Case ID: so2d_420/html/0114-01.html
Source: Caselaw Access Project
Author: {"author": "PER CURIAM.", "license": "Public Domain", "url": "https://static.case.law/"}
Date Created: 2024-08-24T03:29:51.129683

K. J. B., a child, Appellant, v. STATE of Florida, Appellee.
    No. 81-2618.
    District Court of Appeal of Florida, Second District.
    Oct. 8, 1982.
    Jerry Hill, Public Defender, Bartow, and Robert J. Krauss, Asst. Public Defender, St. Petersburg, for appellant.
    Jim Smith, Atty. Gen., Tallahassee, and Frank Lester Adams, III, Asst. Atty. Gen., Tampa, for appellee.
   PER CURIAM.

K.J.B. challenges the denial of her motion to suppress drug paraphernalia seized from the glove compartment of the vehicle she was operating. She reserved her right to appeal the denial of her motion when she entered a plea of no contest and was subsequently adjudicated delinquent on the charge of possession of the paraphernalia. We reverse.
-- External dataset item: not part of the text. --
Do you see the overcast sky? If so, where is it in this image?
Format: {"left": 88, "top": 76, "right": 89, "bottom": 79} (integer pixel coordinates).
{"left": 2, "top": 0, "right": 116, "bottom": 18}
St. Petersburg police officers lawfully stopped the car appellant was driving because it had an expired license tag. The officers then arrested appellant for having no driver’s license, and, at the scene and without probable cause to do so, they searched the interior of the vehicle pursuant to impoundment and inventory search procedures authorized by city ordinance and routinely practiced by the police department. The officers did not have probable cause to believe there was contraband in the vehicle, and no contention was made at the trial that the search was made incident to appellant’s arrest. The standard im-poundment and warrantless inventory search procedures by which the officers were guided in this case do not include police advice to the owner or possessor of a vehicle that the vehicle would be impounded unless a reasonable alternative could be provided. The officers did not announce their intention to impound the car and offered no such advice to the appellant prior to the impoundment and search. Despite the appellant’s argument that the impoundment of the car and inventory search were unlawful, the trial court denied the motion to suppress “on the grounds that the im-poundment was legal.”

It is now settled that, except in certain extraordinary circumstances, an arresting officer who intends to impound a vehicle must first advise a present owner or possessor of that vehicle that the vehicle will be impounded unless the owner or possessor can provide a reasonable alternative to impoundment. Miller v. State, 403 So.2d 1307 (Fla.1981); Sanders v. State, 403 So.2d 973 (Fla.1981). These cases control our disposition of this case.

Because the officers failed to advise the appellant of their intention to impound the vehicle unless the appellant could provide a reasonable alternative, the impoundment was improper. Therefore, the subsequent warrantless search of the vehicle and seizure of the physical evidence constituted an unreasonable search and seizure requiring exclusion from evidence at the appellant’s trial as required by Section 12 of Article I of the Florida Constitution.

REVERSED.

GRIMES, A. C. J., and SCHEB and DAN-AHY, JJ., concur.